Quando uma frase funciona melhor do que uma palavra isolada
Nos microstocks, uma frase-chave composta não é enfeite nem truque. É simplesmente uma forma mais precisa de dizer ao algoritmo e ao comprador o que existe de fato no arquivo. Às vezes uma única palavra é ampla demais. Doctor deixa possibilidades em excesso em aberto, enquanto doctor consultation já define um cenário concreto. O mesmo vale para ice cream, remote work ou seamless pattern: não são ligações aleatórias, e sim construções de busca consolidadas que descrevem o conteúdo com mais exatidão.
As maiores plataformas admitem isso de forma explícita. A Shutterstock formula assim a exigência para as palavras-chave: «use specific and unique words (or compound words)» — ou seja, palavras compostas não são apenas toleradas, são recomendadas.
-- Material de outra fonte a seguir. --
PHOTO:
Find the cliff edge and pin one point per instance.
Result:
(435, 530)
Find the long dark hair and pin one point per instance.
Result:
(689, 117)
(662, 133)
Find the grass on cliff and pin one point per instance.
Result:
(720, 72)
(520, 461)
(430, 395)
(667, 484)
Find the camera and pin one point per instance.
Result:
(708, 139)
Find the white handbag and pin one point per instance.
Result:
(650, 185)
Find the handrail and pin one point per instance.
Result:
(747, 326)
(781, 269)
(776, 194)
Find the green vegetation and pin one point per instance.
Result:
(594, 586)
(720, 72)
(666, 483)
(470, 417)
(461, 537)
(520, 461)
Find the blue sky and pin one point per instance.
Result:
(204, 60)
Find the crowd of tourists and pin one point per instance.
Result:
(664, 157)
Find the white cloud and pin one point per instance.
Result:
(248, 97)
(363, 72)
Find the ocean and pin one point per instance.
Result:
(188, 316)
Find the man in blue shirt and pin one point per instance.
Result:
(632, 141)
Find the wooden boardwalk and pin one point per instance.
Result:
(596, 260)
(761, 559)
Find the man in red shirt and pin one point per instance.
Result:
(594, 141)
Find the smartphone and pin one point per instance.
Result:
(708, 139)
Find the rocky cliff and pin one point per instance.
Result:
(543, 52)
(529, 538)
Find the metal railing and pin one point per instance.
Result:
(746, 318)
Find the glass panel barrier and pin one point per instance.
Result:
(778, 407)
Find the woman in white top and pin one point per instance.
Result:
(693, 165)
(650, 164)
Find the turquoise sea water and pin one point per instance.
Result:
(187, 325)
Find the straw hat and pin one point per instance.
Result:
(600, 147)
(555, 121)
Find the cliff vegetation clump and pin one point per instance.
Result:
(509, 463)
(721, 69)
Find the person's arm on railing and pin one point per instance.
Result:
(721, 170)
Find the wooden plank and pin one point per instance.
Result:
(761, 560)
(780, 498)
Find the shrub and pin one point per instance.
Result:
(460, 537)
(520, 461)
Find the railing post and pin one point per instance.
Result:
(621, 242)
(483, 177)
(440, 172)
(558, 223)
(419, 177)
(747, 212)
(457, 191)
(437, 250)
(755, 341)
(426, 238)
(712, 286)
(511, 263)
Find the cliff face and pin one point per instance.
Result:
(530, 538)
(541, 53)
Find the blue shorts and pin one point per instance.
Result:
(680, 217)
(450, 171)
A Adobe, por sua vez, lembra o essencial: as chaves precisam ser relevantes, não excessivas e organizadas por importância.
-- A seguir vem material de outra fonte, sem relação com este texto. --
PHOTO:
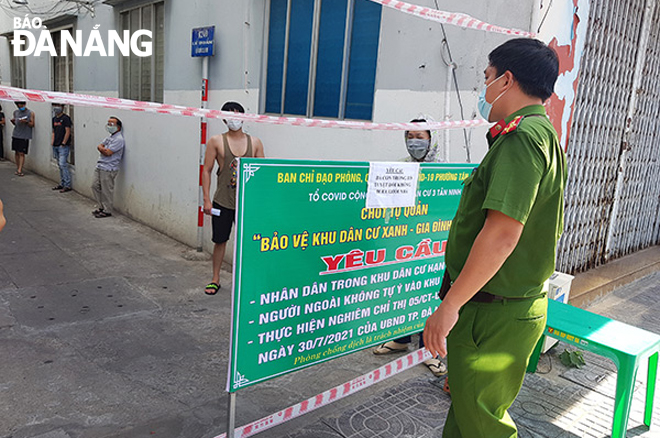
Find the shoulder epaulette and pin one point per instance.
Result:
(513, 125)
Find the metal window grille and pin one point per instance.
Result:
(142, 78)
(309, 67)
(17, 67)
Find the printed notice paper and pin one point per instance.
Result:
(392, 185)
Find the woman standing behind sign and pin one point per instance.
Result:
(422, 148)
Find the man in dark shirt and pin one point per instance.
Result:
(61, 142)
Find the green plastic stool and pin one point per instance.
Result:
(625, 345)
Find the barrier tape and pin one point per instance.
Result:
(19, 94)
(453, 18)
(332, 395)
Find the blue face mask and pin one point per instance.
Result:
(482, 105)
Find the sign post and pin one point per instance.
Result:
(318, 275)
(202, 46)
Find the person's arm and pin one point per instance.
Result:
(3, 221)
(494, 244)
(258, 148)
(210, 157)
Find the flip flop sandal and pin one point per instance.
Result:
(384, 349)
(211, 288)
(446, 387)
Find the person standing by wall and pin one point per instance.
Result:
(107, 168)
(60, 139)
(502, 245)
(225, 149)
(420, 150)
(2, 134)
(23, 121)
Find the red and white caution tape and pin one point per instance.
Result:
(454, 18)
(332, 395)
(19, 94)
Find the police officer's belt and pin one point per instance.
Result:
(485, 297)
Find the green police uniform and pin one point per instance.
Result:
(522, 176)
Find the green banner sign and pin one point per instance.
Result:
(317, 275)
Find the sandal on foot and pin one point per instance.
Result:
(436, 366)
(390, 347)
(211, 288)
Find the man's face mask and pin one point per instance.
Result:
(234, 125)
(483, 105)
(418, 147)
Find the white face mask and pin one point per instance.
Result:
(483, 105)
(234, 125)
(418, 147)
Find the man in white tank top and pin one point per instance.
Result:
(224, 149)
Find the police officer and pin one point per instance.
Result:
(501, 246)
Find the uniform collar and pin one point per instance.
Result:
(499, 126)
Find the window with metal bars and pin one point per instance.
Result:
(142, 78)
(322, 58)
(17, 67)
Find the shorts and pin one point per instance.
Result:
(20, 145)
(222, 224)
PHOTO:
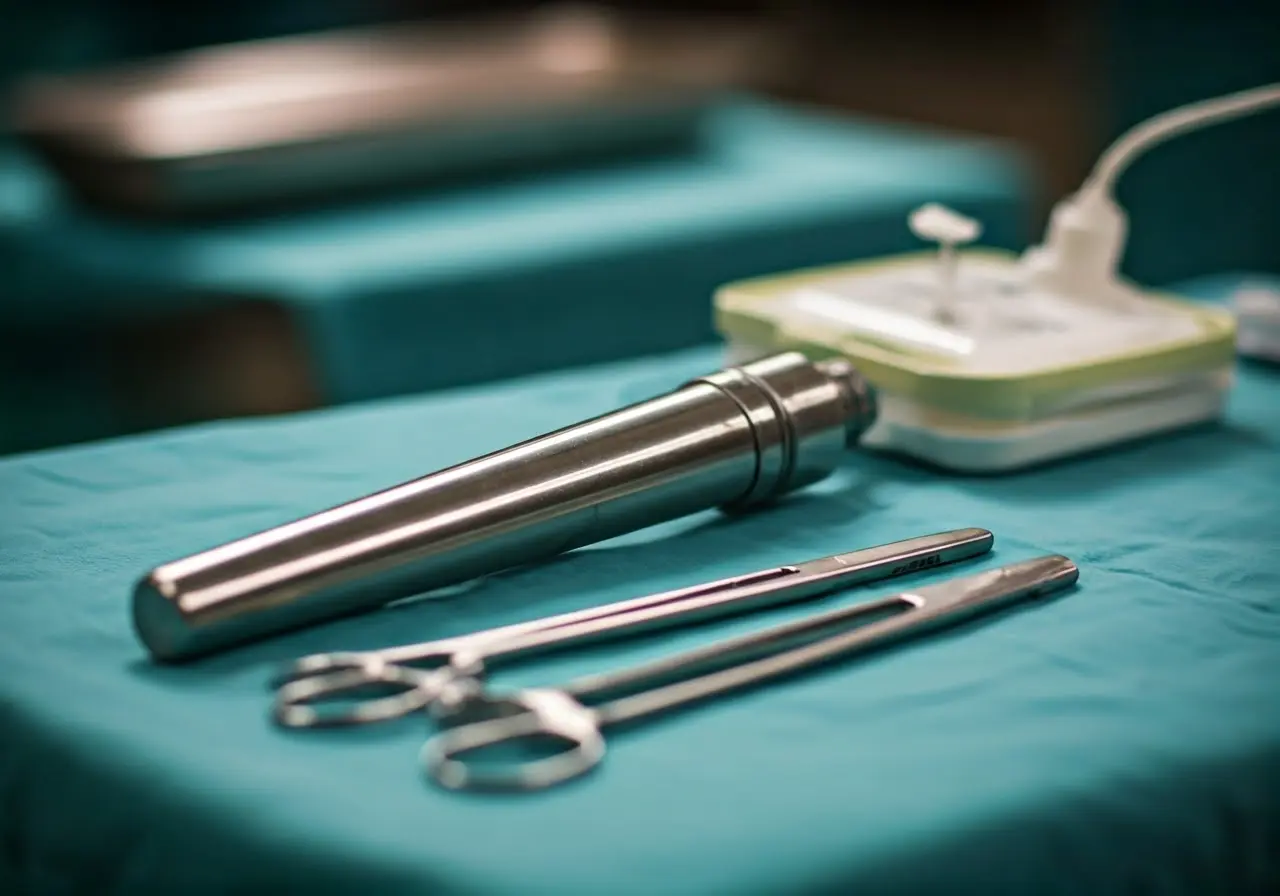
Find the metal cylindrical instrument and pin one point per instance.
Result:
(734, 439)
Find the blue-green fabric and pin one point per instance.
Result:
(502, 278)
(1120, 739)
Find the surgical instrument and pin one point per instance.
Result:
(735, 439)
(423, 672)
(563, 713)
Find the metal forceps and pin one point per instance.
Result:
(423, 673)
(563, 714)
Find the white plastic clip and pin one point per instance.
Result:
(947, 228)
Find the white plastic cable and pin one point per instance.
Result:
(1174, 123)
(1082, 250)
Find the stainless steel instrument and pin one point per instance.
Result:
(562, 714)
(735, 439)
(424, 673)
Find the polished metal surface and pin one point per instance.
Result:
(563, 714)
(735, 439)
(428, 672)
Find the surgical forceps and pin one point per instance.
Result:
(425, 672)
(563, 713)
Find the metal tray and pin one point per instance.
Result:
(320, 115)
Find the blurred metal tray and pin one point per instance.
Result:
(320, 115)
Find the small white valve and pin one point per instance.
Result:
(947, 228)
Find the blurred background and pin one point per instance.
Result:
(373, 199)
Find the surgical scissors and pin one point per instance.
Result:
(424, 672)
(563, 713)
É justamente por isso que a discussão «palavras isoladas versus frases compostas» é, na verdade, falsa. Uma boa atribuição precisa das duas. Palavras isoladas dão alcance; frases acrescentam contexto. Se a foto mostra um médico e um paciente no consultório, tags como medical, doctor, patient muitas vezes não bastam sozinhas. Uma combinação mais precisa como medical appointment ou doctor consultation transmite o sentido da imagem sem cair na abstração. Mas isso só funciona quando a frase é realmente natural no idioma e corresponde à imagem.
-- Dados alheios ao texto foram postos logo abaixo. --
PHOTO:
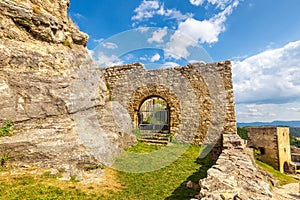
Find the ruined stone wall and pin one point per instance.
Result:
(50, 88)
(265, 140)
(200, 96)
(274, 144)
(295, 154)
(284, 149)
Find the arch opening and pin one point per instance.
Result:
(154, 115)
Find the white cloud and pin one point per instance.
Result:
(196, 2)
(178, 45)
(143, 29)
(297, 109)
(155, 58)
(220, 3)
(105, 60)
(269, 77)
(266, 112)
(157, 36)
(148, 9)
(109, 45)
(98, 40)
(191, 31)
(169, 64)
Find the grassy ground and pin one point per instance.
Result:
(282, 178)
(166, 183)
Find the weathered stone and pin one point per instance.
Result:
(235, 175)
(46, 87)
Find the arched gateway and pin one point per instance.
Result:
(193, 103)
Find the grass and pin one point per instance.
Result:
(7, 129)
(282, 178)
(166, 183)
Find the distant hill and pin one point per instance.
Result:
(294, 125)
(274, 123)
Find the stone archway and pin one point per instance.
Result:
(153, 115)
(153, 90)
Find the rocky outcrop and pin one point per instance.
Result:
(53, 92)
(235, 175)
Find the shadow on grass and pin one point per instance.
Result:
(182, 192)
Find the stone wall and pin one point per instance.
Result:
(200, 96)
(50, 89)
(295, 154)
(235, 174)
(274, 146)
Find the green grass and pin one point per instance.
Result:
(282, 178)
(7, 129)
(166, 183)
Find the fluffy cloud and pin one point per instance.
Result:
(155, 58)
(267, 112)
(196, 2)
(191, 31)
(220, 3)
(109, 45)
(269, 77)
(148, 9)
(105, 60)
(157, 36)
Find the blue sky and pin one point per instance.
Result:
(261, 37)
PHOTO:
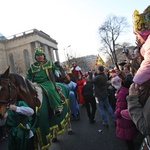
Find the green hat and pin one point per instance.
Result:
(39, 51)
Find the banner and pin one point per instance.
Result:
(99, 61)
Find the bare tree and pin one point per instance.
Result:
(110, 31)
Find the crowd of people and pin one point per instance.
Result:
(123, 93)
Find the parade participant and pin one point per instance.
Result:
(125, 128)
(80, 82)
(142, 32)
(100, 83)
(42, 72)
(19, 121)
(90, 101)
(61, 71)
(76, 69)
(74, 106)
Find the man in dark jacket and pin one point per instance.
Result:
(100, 84)
(90, 102)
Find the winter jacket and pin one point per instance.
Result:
(125, 129)
(143, 73)
(100, 85)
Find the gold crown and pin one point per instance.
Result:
(141, 21)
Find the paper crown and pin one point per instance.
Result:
(141, 21)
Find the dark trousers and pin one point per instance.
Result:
(90, 105)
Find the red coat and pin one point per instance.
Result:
(125, 129)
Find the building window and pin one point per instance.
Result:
(27, 61)
(12, 64)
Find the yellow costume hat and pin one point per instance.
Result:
(141, 21)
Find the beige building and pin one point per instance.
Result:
(18, 50)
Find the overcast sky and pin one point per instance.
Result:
(69, 22)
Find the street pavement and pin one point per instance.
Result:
(86, 136)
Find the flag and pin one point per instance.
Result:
(99, 61)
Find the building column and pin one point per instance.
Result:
(37, 44)
(52, 58)
(57, 55)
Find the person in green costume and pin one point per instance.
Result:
(42, 72)
(19, 122)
Onde começa o benefício e onde começa o prejuízo
As palavras-chave compostas começam a render onde respondem a uma busca real do comprador. A Adobe Stock aconselha acrescentar palavras que descrevam o objeto, a ação, o ambiente e os detalhes singulares, e depois ordená-las por importância: as 10 primeiras chaves têm o maior peso no posicionamento de busca. A Shutterstock também aposta na precisão: exige manter-se na faixa de 7 a 50 palavras-chave e não repetir as mesmas palavras ou radicais sem necessidade.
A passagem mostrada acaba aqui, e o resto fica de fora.